Consistent simulation of X- and Q-band EPR spectra of an unsymmetric dinuclear Mn2II,III complex

Simulation of X- and Q-band electron paramagnetic resonance (EPR) spectra of an unsymmetric dinuclear [Mn2II,IIIL(μ-OAc)2]ClO4 complex (1), (L is the dianion of 2-{[N,N-bis(2-pyridylmethyl)amino]methyl}-6-{[N-(3,5-di-tert-butyl-2-hydroxybenzyl)-N-(2-pyridylmethyl)amino]methyl}-4-methylphenol) was performed using one consistent set of simulation parameters. Rhombic g-tensors and hyperfine tensors were necessary to obtain satisfactory simulation of the EPR spectra. The anisotropy of the effective hyperfine tensors of each individual 55Mn ion was further analyzed in terms of intrinsic hyperfine tensors.

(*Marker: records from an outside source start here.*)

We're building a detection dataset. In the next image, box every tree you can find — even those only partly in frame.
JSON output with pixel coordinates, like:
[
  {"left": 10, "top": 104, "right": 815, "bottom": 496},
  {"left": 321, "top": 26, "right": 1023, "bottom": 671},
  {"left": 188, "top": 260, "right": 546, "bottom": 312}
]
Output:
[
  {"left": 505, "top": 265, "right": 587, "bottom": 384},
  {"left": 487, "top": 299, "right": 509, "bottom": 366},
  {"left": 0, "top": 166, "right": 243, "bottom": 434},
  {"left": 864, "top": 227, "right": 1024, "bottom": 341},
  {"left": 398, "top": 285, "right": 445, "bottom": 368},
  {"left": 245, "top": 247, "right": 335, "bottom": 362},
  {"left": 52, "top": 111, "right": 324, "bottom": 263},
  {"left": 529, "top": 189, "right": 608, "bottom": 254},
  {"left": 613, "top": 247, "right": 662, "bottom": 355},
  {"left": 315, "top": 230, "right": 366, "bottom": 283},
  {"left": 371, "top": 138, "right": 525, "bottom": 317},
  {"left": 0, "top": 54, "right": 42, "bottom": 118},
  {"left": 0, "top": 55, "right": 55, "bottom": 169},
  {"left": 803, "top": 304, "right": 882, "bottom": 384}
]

Detailed analysis shows that the hyperfine anisotropy of the MnIII ion is a result of the Jahn-Teller effect and thus an inherent character. In contrast, the anomalous hyperfine anisotropy of the MnII ion is attributed as being transferred from the MnIII ion through the spin exchange interaction. The anisotropy parameter for the MnII is deduced as DII = −1.26 ± 0.2 cm−1. This is the first reported DII value for a MnII ion in a weakly exchange coupled mixed-valence Mn2II,III complex with a bis-μ-acetato-bridge. The dxy1dyz1dzx1dx2-y21 electronic configuration of the MnIII ion in 1 is revealed by the negative sign of its intrinsic hyperfine tensor anisotropy, ΔaIII = az − ax,y = −46 cm−1. Lower spectral resolution of the Q-band EPR spectrum as compared to the X-band EPR spectrum is associated to large line width broadening of the x- and y-components in contrast to the z-component. The origins of the unequal distribution of line width between the z- and x-, y-components are discussed.